Quando cheguei na casa do velho Spencer toquei a campainha pra valer. Estava gelado dos pés à cabeça. Minhas orelhas doíam e quase não podia mexer os dedos. - Vamos, vamos - disse quase gritando - vê se alguém abre logo essa porta! Finalmente a velha Spencer abriu a porta. Não têm empregada nem nada, por isso são eles mesmos que vêm sempre abrir a porta. É que o dinheiro lá não anda sobrando.
- Holden! - disse ela. - Que prazer ver você aqui! Entra meu querido, você deve estar morto de frio!
Acho que ela ficou mesmo satisfeita em me ver. A velhinha gostava de mim, pelo menos é o que eu acho.
Tratei de entrar o mais depressa que pude e fui perguntando: - Como vai a senhora? Como vai o Professor Spencer?
- Deixa-me guardar seu paletó, meu filho - disse ela. Era meio surda e nem me ouviu perguntar como estava o professor.
Enquanto ela pendurava meu paletó no armário do vestíbulo, puxei o cabelo para trás, com a mão mesmo. Eu uso o cabelo à escovinha e por isso nunca tenho de me pentear muito.

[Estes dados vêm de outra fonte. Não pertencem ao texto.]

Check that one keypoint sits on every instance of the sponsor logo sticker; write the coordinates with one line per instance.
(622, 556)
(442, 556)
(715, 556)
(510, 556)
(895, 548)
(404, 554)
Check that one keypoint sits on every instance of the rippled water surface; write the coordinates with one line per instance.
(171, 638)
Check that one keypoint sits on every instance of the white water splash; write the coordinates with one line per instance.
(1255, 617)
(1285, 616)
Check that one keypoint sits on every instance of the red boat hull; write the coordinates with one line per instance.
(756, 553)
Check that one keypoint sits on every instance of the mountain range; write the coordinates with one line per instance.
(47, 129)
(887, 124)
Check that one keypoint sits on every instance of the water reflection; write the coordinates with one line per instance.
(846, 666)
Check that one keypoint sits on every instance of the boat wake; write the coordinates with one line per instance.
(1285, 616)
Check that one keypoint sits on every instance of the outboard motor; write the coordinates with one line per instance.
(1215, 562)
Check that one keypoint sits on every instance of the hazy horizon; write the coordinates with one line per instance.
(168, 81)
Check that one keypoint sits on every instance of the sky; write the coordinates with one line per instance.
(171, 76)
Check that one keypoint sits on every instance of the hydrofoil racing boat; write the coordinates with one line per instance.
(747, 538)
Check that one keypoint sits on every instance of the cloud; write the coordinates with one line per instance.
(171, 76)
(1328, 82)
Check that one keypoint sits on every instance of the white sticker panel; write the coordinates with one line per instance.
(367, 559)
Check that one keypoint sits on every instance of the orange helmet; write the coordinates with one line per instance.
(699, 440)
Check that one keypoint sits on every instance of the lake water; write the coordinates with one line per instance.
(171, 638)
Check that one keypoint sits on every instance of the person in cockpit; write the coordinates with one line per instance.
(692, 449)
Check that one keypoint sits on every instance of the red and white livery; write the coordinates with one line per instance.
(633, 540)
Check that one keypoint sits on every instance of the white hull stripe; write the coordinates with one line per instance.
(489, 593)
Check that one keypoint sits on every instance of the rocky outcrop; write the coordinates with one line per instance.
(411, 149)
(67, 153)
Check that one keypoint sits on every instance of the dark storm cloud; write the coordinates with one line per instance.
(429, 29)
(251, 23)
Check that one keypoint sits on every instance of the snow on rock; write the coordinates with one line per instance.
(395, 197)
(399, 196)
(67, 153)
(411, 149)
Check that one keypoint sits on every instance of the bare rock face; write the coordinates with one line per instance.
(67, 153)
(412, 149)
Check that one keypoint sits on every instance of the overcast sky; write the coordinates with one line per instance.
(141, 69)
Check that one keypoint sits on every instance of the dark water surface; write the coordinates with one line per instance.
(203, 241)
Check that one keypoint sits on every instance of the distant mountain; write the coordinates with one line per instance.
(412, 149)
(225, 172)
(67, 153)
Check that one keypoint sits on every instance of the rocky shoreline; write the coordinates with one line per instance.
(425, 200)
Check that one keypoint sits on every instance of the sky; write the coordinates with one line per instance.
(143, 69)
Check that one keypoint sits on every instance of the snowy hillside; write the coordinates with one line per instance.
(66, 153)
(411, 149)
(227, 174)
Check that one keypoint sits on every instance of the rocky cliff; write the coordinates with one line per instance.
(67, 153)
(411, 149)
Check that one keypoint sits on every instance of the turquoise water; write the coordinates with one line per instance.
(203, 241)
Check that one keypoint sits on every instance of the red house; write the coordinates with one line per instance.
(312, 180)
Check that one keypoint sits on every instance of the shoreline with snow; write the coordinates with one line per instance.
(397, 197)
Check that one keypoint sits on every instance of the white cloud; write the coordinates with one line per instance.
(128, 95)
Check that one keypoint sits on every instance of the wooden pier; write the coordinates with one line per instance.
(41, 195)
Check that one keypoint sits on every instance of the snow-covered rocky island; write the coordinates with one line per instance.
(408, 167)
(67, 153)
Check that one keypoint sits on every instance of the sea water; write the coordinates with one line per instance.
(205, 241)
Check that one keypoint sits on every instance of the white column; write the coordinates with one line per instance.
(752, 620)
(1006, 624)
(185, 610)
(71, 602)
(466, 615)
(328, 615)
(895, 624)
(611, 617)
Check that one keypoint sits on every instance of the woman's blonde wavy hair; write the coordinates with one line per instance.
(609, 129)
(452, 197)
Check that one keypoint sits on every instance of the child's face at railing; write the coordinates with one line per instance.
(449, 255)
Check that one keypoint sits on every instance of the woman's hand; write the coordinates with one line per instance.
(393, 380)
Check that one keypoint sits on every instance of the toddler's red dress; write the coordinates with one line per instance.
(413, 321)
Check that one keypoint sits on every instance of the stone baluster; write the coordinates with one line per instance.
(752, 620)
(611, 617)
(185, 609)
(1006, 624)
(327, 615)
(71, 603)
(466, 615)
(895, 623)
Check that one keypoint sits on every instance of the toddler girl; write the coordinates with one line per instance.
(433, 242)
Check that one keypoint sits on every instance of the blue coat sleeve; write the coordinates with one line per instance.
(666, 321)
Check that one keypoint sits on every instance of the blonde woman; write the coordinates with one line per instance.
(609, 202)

- Como tem passado a senhora? - perguntei outra vez, só que agora um bocado mais alto para ver se ela me ouvia.
- Vou passando bem, Holden - respondeu, enquanto fechava a porta do armário. - E você, como vai? - Pelo jeito que ela perguntou vi logo que o velho Spencer já lhe tinha falado da minha expulsão.
- Tudo bem comigo. Como vai o Professor? Continua gripado?
- Se continua, Holden! Também, da maneira que ele está se tratando... Pode entrar, meu filho, ele está lá no quarto.